Or as a junior officer summed up the training here from his perch in a Humvee beneath a stand of scraggly pines: "You have to be nice," he concedes in a sigh.
More than four years into the Iraq war, the US military's rank and file seems to have gotten the memo. Instead of kicking down doors, hard chargers like Sherlock know they must knock. This evolution is slowly changing military thinking about warfare and, if it's not too late, could change the course of the wars in Iraq and Afghanistan.
It all sounds so familiar, this notion that success over insurgencies comes not with guns but with soccer balls. But for many jaded Iraq war vets, the Vietnam-era "winning-hearts-and-minds" mantra was an impractical slogan in the face of roadside bombs and sniper attacks. And, with the exception of some notable military leaders, few on the front lines were known to actually believe it.
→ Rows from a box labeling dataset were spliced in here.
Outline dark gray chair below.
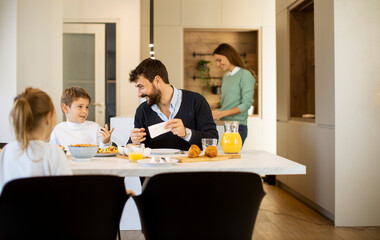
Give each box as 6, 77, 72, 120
0, 175, 128, 240
133, 172, 265, 240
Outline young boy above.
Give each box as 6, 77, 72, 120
50, 87, 113, 149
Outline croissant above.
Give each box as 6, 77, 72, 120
187, 144, 201, 158
205, 146, 218, 158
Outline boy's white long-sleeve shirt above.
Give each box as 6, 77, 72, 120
0, 140, 72, 194
50, 121, 112, 149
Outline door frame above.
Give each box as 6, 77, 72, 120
63, 18, 122, 125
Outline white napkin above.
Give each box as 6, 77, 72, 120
148, 122, 170, 138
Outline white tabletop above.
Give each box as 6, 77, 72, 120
69, 150, 306, 177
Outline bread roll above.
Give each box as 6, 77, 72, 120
187, 144, 201, 158
205, 146, 218, 158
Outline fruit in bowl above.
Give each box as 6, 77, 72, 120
68, 144, 98, 161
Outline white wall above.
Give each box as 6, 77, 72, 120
276, 0, 335, 218
0, 0, 17, 142
141, 0, 276, 153
17, 0, 62, 119
0, 0, 62, 142
63, 0, 140, 116
334, 0, 380, 226
277, 0, 380, 226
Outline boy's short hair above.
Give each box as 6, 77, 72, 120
61, 86, 91, 107
129, 58, 169, 84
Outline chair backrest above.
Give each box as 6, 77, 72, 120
0, 175, 128, 240
133, 172, 265, 240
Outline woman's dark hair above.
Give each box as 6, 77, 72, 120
212, 43, 257, 79
129, 58, 169, 84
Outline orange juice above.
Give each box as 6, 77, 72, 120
220, 132, 242, 153
128, 152, 143, 161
For the past few years, from less progressive generals on down to the most gung-ho privates, many in the military figured the insurgency was, as Vice-President Dick Cheney declared in June 2005, "in its last throes." So-called irregular warfare was only taking the military on a detour, and ultimately it would return to its conventional warfare roots.
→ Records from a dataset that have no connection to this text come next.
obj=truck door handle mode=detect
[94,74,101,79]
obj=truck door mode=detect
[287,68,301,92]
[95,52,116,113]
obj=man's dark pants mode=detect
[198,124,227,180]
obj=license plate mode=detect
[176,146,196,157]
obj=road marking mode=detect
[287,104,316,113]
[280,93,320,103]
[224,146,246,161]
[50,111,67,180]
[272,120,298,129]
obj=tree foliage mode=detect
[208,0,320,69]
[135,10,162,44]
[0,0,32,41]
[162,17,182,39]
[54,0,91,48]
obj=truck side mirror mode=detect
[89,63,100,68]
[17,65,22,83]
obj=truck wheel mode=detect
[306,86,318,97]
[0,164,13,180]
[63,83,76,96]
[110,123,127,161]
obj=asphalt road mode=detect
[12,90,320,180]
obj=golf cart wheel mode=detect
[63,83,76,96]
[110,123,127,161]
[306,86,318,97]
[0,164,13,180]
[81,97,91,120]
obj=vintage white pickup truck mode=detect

Bringing up a new kind of soldier
But evidence is growing that the military's fundamental approach to warfare may be changing, perhaps for good.
At Fort Polk in any given month, thousands of soldiers undergo "force-on-force" training that trainers here say is as realistic as it gets. There are the usual scripted events that simulate car bombs and suicide bombs – and that teach must-have tactics to cope with the horrific violence that still ravages parts of Iraq.
But increasingly, the emphasis here and at other training centers in California is on teaching the full spectrum of operations in the war on terror, from humanitarian assistance to full-on combat. For a military steeped in the traditions of gun battles and "kinetic" action, it is the focus on the finer points of security and stabilization that get the most play here.
When he came through Fort Polk earlier this year, Army First Lt. Chad Nakamura, a member of the Third Brigade of the 101st Airborne, realized that the tactical stance he used as he held his gun was too threatening. So he changed it. He says he has also worked to develop his interpersonal skills, anticipating his first tour in Iraq. Lieutenant Nakamura, previously an enlisted soldier with nine years of service under his belt, now a trainer at Fort Polk, believes he'll take a different approach when his turn in Iraq comes.
"Let's fix it," he says, referring to Iraq. "But it doesn't have to be in a violent way or a threatening way."
Meet Fort Polk's commander
Army Brig. Gen. Daniel Bolger leads the charge at Fort Polk as both its commanding officer and the commander of the Joint Readiness Training Center there. General Bolger has helped to create a training environment where soldiers participate in sophisticated scenarios in which their actions produce effects that resemble real-world situations. In this world of make-believe with life-or-death implications, a corporal who uses the wrong hand to wave or a commander who ignores the request of the local sheik to fix a school's roof could have negative consequences and lead ultimately to those role-players setting up a car-bomb attack against the "friendly forces" being trained.
The training at Fort Polk replicates to the degree possible the situation on the ground, where Iraqi police and Army units play a larger role than they once did. The training also quickly incorporates tactical changes by the enemy in Iraq. For instance, earlier this month insurgents began blowing up bridges in Iraq. Within a day or so, the trainers at Fort Polk began using the same tactic against soldiers undergoing training.